À cela il faut ajouter que les femmes sont les grandes perdantes — pour ce qui est de l’emploi, du revenu et du statut social — de la décennie post soviétique. Selon le ministère du Travail du gouvernement russe, elles représentaient 63 % des personnes sans emploi en , alors qu’en cette proportion atteignait près de 80 %. Frappées de plein fouet par les difficiles conditions de vie qu’ont entraînées la chute du rideau de fer et la fin du régime soviétique, victimes du démantèlement des réseaux de services communautaires, les femmes des régions rurales se trouvent aujourd’hui dans une pauvreté inouïe.

Dans un éditorial, l’hebdomadaire The Russia Journal affirme que la majorité des femmes partagent un lourd sentiment de résignation par rapport à leur statut de « sous-citoyennes » et n’ont que peu d’espoir de changements profonds. On y dénonce le fait que les femmes sont reléguées à des emplois très rarement lucratifs, ni même valorisants. Il est vrai que l’exploitation dans le secteur professionnel est presque la norme en Russie. Par exemple, le salaire mensuel moyen d’un médecin (un secteur majoritairement féminin) n’équivaut aujourd’hui qu’à une centaine de dollars.

En outre, l’assouplissement des frontières et l’accès à des produits étrangers a provoqué le déclin des modes de vie traditionnels. Bombardées par des images représentant l’Occident tel un eldorado, plusieurs femmes sont prêtes à prendre certains risques pour améliorer leur vie et devenir véritablement autonomes. Des proies faciles pour les trafiquants…
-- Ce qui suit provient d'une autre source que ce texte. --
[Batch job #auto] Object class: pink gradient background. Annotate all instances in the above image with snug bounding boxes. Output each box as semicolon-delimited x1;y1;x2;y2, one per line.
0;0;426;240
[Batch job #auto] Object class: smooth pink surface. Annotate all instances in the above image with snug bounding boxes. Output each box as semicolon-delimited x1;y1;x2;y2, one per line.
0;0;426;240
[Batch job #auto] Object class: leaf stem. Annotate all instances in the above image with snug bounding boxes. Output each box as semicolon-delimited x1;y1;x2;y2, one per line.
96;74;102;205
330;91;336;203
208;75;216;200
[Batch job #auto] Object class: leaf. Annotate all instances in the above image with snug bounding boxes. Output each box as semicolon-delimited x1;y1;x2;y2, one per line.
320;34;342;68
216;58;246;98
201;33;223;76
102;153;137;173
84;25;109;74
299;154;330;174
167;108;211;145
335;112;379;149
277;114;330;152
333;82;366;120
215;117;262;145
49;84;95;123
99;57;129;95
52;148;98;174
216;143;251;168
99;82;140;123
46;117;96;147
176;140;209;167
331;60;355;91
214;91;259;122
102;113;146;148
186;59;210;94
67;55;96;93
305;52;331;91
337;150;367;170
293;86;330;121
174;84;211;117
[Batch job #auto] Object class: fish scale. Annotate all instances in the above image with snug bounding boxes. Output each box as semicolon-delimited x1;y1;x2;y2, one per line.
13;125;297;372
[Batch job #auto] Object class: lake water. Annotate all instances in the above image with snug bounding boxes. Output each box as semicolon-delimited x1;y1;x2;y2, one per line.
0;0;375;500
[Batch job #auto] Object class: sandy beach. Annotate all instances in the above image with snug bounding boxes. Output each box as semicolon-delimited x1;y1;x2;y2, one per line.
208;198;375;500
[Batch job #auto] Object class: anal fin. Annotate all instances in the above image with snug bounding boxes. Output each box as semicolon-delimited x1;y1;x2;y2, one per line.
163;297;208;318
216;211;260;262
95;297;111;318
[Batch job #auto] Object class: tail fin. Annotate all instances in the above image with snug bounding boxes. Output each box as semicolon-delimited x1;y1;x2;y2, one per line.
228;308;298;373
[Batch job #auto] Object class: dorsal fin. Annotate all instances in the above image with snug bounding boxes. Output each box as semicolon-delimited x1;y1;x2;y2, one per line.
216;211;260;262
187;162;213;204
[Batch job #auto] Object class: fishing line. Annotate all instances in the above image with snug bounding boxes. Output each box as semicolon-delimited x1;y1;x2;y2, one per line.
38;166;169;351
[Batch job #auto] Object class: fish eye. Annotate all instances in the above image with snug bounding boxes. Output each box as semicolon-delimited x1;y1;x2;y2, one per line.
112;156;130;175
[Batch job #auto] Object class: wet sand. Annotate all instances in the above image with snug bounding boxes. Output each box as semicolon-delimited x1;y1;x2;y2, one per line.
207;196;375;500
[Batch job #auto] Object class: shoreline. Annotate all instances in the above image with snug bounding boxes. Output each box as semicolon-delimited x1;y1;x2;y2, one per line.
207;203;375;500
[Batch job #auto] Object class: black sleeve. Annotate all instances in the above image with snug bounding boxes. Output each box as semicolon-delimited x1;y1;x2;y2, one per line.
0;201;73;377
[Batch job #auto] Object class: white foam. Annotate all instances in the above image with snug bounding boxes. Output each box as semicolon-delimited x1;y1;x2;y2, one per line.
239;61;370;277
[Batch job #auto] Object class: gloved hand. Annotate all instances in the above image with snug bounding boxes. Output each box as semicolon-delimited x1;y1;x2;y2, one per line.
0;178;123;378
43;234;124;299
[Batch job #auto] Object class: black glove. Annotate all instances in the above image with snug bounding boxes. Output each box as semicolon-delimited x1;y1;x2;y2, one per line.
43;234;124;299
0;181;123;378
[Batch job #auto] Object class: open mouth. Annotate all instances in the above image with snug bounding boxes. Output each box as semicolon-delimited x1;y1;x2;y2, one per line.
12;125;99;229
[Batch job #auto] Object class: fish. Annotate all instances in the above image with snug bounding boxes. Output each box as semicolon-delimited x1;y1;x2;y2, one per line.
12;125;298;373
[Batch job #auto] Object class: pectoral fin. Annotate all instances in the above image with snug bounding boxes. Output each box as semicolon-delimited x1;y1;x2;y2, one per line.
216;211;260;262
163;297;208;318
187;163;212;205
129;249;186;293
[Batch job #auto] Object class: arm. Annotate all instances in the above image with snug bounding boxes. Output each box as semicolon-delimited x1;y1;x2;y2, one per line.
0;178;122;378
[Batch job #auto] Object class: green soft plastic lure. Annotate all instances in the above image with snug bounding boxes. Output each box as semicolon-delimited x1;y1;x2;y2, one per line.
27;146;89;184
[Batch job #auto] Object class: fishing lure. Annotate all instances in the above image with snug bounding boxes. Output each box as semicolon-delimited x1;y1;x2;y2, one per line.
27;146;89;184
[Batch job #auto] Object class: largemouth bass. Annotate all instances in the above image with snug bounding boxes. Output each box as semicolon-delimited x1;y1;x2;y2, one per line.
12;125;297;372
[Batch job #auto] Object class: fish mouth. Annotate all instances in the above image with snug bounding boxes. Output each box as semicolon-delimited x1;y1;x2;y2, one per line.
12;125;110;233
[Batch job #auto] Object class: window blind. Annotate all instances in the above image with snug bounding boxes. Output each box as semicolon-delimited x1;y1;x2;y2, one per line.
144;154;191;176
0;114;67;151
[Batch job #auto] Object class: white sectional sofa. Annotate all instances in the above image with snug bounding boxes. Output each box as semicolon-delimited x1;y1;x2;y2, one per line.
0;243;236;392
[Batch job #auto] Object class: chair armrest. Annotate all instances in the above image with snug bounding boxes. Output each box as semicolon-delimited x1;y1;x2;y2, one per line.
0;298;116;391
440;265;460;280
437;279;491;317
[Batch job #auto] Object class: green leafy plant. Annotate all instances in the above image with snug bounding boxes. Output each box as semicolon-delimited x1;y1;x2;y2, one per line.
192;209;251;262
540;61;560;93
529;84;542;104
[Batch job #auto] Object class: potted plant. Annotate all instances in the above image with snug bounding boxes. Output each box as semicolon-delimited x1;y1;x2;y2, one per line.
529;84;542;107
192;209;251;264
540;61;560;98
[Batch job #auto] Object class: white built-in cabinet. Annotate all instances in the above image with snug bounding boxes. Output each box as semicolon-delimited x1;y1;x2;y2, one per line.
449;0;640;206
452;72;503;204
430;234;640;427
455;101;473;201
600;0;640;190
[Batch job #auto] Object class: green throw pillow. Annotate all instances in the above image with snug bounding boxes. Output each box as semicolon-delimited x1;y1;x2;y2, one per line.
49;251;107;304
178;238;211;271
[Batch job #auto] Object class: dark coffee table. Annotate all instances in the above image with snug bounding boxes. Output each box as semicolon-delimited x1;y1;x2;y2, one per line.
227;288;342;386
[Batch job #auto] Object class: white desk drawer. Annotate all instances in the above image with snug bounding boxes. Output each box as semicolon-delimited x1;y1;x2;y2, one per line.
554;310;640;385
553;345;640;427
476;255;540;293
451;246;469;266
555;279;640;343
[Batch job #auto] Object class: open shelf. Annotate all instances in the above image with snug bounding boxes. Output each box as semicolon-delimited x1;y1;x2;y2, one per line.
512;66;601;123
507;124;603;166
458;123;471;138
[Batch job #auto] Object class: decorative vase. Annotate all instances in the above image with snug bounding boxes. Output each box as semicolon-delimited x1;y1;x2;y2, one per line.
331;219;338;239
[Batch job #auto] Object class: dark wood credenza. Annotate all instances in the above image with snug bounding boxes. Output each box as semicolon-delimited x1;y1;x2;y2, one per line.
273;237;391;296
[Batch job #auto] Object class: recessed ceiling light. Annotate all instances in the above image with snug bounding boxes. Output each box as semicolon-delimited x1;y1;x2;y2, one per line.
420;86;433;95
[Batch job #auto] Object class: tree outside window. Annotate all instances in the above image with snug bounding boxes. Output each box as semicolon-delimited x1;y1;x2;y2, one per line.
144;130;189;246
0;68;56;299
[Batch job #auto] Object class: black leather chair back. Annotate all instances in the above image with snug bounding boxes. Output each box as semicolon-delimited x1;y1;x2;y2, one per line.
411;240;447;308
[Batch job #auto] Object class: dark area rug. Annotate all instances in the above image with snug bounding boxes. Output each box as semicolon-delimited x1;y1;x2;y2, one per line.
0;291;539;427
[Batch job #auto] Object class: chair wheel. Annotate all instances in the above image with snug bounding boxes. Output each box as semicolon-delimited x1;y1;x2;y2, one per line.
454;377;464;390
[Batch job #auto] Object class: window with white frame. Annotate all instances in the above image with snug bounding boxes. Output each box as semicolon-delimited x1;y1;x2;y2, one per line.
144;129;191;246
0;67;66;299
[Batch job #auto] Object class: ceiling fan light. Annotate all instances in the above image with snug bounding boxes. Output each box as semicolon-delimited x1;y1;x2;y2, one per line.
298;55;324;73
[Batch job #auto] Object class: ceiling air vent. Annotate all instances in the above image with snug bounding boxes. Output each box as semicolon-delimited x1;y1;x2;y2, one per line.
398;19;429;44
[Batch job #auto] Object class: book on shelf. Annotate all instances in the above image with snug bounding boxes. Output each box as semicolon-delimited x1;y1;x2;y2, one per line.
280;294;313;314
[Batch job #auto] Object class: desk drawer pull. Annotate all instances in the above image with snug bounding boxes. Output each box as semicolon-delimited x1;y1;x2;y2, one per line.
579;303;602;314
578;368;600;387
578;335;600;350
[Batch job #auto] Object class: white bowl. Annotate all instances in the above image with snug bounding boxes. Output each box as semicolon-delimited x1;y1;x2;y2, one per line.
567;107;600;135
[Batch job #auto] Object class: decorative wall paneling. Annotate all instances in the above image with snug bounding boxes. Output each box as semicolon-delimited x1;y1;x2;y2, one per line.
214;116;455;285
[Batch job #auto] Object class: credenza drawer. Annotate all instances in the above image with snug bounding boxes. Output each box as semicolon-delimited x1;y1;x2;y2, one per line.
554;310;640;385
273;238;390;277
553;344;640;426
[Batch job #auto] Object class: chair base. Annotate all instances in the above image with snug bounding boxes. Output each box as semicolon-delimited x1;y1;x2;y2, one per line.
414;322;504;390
Questionnée sur le peu d’intérêt manifesté par le gouvernement de Vladimir Poutine et l’absence de financement, Valentina Gorchakova répond : « Mais Poutine est irréprochable. Il ne nous met absolument pas de bâtons dans les roues! Ce type d’aide n’étant pas prévu dans le budget de l’État, nous nous tournons vers l’Union européenne et les ONG internationales ». Une réaction qui en dit long sur les attentes qu’ont envers l’État les citoyens qui ont vécu sous le régime soviétique.

Dors ma jolie

Le trafic sexuel rapporterait au moins 12 milliards de dollars par an! La traite des humains, qui ferait jusqu’à deux millions de victimes chaque année, est l’une des sections les plus rentables du crime organisé, après le commerce d’armes et le narcotrafic. Le phénomène ne semble pas alarmer outre mesure les dirigeants de ce monde et ne loge certes pas en tête des priorités des gouvernements. D’ailleurs, la Fédération internationale des droits de l’Homme à Helsinki vient de publier un rapport qui souligne le grave manque de lois liées au trafic humain, en particulier dans les anciens pays communistes.